I don’t know for sure if any of this is even vaguely correct, and there’s certainly nothing in the data I’ve seen that would tell me. But it does illustrate some ways in which it’s hard for even a careful, risk-averse person to guess their future income stream.
B. ‘This Time Is Different’ — Or Not
Recall that one of the big issues that divides Simkovic & McIntyre from their critics is to what extent the current legal recession is due to something special about a change in the demand for legal services — the claim that this time really is different. Simkovic & McIntyre say that the past ought to predict the future, that they don’t think anything terribly special is going on. I can’t claim special expertise on this debate. For what little it’s worth, I tend to think we’re all in the soup together, and that globalization, outsourcing, not to mention robotics and applications of big data will reduce the premiums for many professions, including both law and medicine, but I can’t point to anything that much stronger than a hunch based on current data and what I read about developments in technology. You might reasonably reply that it’s all very well for me to say that, but isn’t it darned convenient to my own economic interests, and a neat way to avoid the discomfort I’d have to take on if I thought law school really was a scam?

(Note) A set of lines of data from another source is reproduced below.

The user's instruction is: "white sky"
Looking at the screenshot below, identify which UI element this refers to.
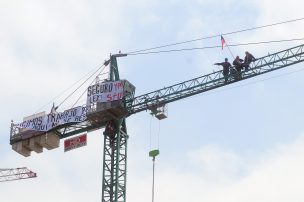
[0,0,304,202]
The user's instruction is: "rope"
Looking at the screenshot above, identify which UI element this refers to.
[129,38,304,55]
[127,17,304,54]
[152,157,155,202]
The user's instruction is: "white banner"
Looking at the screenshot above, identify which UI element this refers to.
[87,80,124,106]
[15,106,87,131]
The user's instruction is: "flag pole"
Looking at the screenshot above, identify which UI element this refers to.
[221,35,234,59]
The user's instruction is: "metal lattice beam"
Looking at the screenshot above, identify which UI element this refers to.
[127,44,304,114]
[0,167,37,182]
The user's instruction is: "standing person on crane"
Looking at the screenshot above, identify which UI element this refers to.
[232,56,244,79]
[244,51,255,71]
[214,58,231,83]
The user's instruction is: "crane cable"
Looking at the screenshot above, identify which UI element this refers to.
[149,113,160,202]
[127,17,304,55]
[128,38,304,55]
[58,64,105,107]
[71,66,106,108]
[35,61,105,113]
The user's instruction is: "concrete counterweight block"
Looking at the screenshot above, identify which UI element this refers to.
[12,140,31,157]
[39,132,60,150]
[29,136,43,153]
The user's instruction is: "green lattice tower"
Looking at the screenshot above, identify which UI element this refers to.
[102,54,128,202]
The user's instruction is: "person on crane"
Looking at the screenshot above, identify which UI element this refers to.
[232,56,244,79]
[214,58,231,83]
[244,51,255,71]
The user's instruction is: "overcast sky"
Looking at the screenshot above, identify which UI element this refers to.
[0,0,304,202]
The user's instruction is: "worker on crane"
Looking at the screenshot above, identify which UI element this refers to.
[214,58,231,83]
[232,56,244,79]
[244,51,255,71]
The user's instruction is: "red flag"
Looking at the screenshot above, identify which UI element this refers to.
[221,35,226,50]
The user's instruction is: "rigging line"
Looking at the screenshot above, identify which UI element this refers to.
[35,60,101,113]
[149,114,153,151]
[71,66,106,108]
[58,64,104,107]
[184,67,304,101]
[128,38,304,55]
[127,17,304,54]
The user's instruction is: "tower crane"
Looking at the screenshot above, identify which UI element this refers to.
[10,44,304,202]
[0,167,37,182]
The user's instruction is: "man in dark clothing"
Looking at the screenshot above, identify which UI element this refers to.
[214,58,231,82]
[244,51,255,71]
[232,56,244,79]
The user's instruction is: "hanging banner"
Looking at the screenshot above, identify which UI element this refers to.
[87,80,125,106]
[64,134,87,152]
[15,106,87,131]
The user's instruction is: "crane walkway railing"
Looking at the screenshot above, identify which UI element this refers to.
[10,44,304,144]
[127,44,304,114]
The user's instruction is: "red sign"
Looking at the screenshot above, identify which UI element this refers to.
[64,134,87,152]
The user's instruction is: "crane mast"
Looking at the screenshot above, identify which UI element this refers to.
[10,44,304,202]
[102,54,129,202]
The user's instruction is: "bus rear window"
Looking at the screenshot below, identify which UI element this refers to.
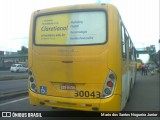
[34,11,107,45]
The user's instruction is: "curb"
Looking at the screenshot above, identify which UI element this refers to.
[0,90,28,100]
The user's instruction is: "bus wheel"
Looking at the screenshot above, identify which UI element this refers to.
[127,80,132,102]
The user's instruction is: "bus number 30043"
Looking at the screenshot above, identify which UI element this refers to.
[75,91,101,98]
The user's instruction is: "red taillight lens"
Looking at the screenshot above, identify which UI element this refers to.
[107,81,113,87]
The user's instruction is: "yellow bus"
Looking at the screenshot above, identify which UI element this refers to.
[28,4,136,111]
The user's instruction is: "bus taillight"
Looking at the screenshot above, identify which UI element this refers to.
[28,69,37,93]
[102,70,116,98]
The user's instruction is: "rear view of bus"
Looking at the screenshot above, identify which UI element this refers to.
[28,5,121,111]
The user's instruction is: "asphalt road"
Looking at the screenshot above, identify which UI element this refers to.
[0,79,28,95]
[0,71,28,77]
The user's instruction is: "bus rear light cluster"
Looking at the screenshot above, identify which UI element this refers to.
[102,70,116,98]
[28,69,37,93]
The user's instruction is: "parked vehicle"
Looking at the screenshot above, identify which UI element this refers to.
[10,64,28,72]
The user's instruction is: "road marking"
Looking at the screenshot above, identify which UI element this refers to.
[0,97,29,106]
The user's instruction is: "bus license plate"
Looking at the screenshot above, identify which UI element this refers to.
[61,84,76,90]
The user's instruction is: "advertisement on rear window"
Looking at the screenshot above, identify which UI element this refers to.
[35,11,106,45]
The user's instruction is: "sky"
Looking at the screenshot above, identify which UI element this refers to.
[0,0,160,57]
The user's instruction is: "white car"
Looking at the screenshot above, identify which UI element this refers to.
[10,64,28,72]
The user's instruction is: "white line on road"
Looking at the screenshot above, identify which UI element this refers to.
[0,97,29,106]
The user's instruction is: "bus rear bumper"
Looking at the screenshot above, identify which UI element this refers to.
[29,90,121,112]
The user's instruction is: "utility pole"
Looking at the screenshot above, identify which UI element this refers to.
[158,38,160,66]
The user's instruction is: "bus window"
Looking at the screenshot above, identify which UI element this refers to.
[35,11,107,45]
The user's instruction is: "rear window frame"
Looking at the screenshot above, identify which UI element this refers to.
[32,9,108,47]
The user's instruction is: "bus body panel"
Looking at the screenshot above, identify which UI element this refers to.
[29,5,136,111]
[29,91,121,112]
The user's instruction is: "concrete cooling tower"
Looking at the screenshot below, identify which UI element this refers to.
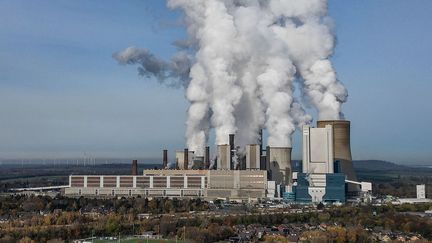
[317,120,359,191]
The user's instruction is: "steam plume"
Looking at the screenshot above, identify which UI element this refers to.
[113,0,347,155]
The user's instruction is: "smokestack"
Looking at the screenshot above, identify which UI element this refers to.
[259,129,263,159]
[317,120,359,192]
[162,149,168,169]
[204,146,210,170]
[217,144,231,170]
[184,148,189,170]
[229,134,235,170]
[131,159,138,175]
[262,146,270,170]
[267,146,292,185]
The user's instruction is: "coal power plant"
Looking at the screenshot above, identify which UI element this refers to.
[65,120,372,203]
[66,1,372,203]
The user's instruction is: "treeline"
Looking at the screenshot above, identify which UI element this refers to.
[0,196,432,242]
[0,195,208,218]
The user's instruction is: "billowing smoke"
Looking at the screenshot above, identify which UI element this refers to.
[113,46,191,87]
[114,0,347,155]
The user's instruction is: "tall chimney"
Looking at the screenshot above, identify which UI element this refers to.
[131,159,138,175]
[317,120,359,191]
[162,149,168,169]
[259,129,263,159]
[229,134,235,170]
[183,148,189,170]
[264,146,270,170]
[204,146,210,170]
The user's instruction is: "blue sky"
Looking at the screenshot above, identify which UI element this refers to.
[0,0,432,163]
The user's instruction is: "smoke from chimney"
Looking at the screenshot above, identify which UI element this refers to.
[113,0,347,152]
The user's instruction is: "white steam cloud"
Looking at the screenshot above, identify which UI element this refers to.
[113,0,348,155]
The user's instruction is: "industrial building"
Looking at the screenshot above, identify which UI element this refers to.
[65,170,267,200]
[65,120,372,203]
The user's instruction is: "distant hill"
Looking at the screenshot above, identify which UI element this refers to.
[353,160,413,170]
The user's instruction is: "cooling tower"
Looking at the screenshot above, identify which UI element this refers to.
[217,144,231,170]
[131,159,138,175]
[317,120,359,192]
[162,149,168,169]
[267,146,292,185]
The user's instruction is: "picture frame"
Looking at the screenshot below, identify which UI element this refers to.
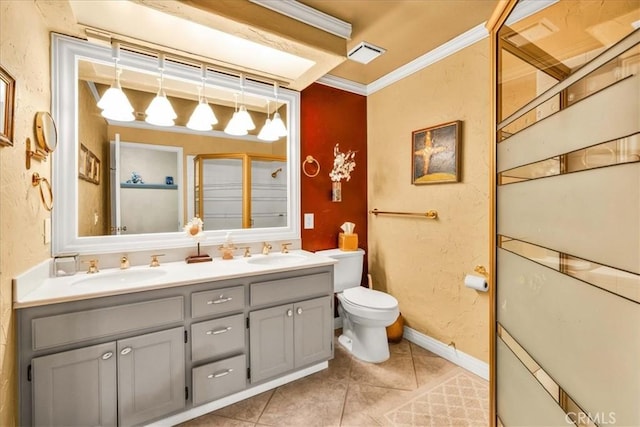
[411,120,462,185]
[0,65,16,147]
[78,144,100,185]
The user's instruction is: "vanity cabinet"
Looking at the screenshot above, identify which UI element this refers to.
[249,273,333,383]
[17,265,333,426]
[32,327,185,426]
[249,296,333,382]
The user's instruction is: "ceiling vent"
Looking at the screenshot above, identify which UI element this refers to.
[347,42,386,64]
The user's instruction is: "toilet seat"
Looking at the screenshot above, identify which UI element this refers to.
[342,286,398,310]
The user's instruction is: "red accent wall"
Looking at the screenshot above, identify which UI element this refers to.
[300,83,368,283]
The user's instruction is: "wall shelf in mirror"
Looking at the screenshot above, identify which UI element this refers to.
[120,182,178,190]
[52,34,301,255]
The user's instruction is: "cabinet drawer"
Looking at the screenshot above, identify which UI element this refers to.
[32,296,184,350]
[250,272,333,306]
[191,314,245,362]
[191,354,247,405]
[191,286,244,318]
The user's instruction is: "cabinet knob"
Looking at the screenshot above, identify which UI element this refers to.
[207,295,233,305]
[206,326,231,335]
[207,368,233,380]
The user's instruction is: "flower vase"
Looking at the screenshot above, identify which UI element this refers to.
[331,181,342,202]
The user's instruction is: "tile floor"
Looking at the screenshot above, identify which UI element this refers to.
[182,338,488,427]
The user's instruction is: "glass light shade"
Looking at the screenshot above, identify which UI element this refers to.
[271,111,289,136]
[145,91,178,126]
[98,82,133,114]
[187,100,218,131]
[224,111,248,136]
[101,108,136,122]
[238,105,256,130]
[258,119,278,141]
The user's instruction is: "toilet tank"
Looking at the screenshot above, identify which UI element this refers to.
[316,249,364,292]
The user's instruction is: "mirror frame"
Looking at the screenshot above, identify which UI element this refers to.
[51,34,300,256]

To those who say that the last couple of years have been particularly ugly for law graduates compared to past years, I can only say that my understanding is they were also pretty ugly for college graduates. According to 2012 BLS data,
About 1.5 million, or 53.6 percent, of bachelor’s degree-holders under the age of 25 last year were jobless or underemployed, the highest share in at least 11 years. In 2000, the share was at a low of 41 percent, before the dot-com bust erased job gains for college graduates in the telecommunications and IT fields.
Out of the 1.5 million who languished in the job market, about half were underemployed, an increase from the previous year.
The lawyer numbers are bad, but these are, if anything, worse. Things are really bad out there for a lot of people. (This is why macroeconomic policy is so important.) It may be that those of us involved in the production of new lawyers and the reproduction of hierarchy are, or tend to know more of, the ones with a new JD. As we will see, that doesn’t by any stretch mean that every law degree is a good investment. But it does mean that the problems of buyer’s justified remorse may not be due in the main to something about the changes in the nature of the demand for legal services.
- In his latest comment, Brian Tamanaha suggests a different divide: whether one focuses on the long term, in which maybe a JD isn’t a bad investment, or the short term, in which recent graduates facing huge debt repayment and lower salaries than they hoped for face a serious cash crunch.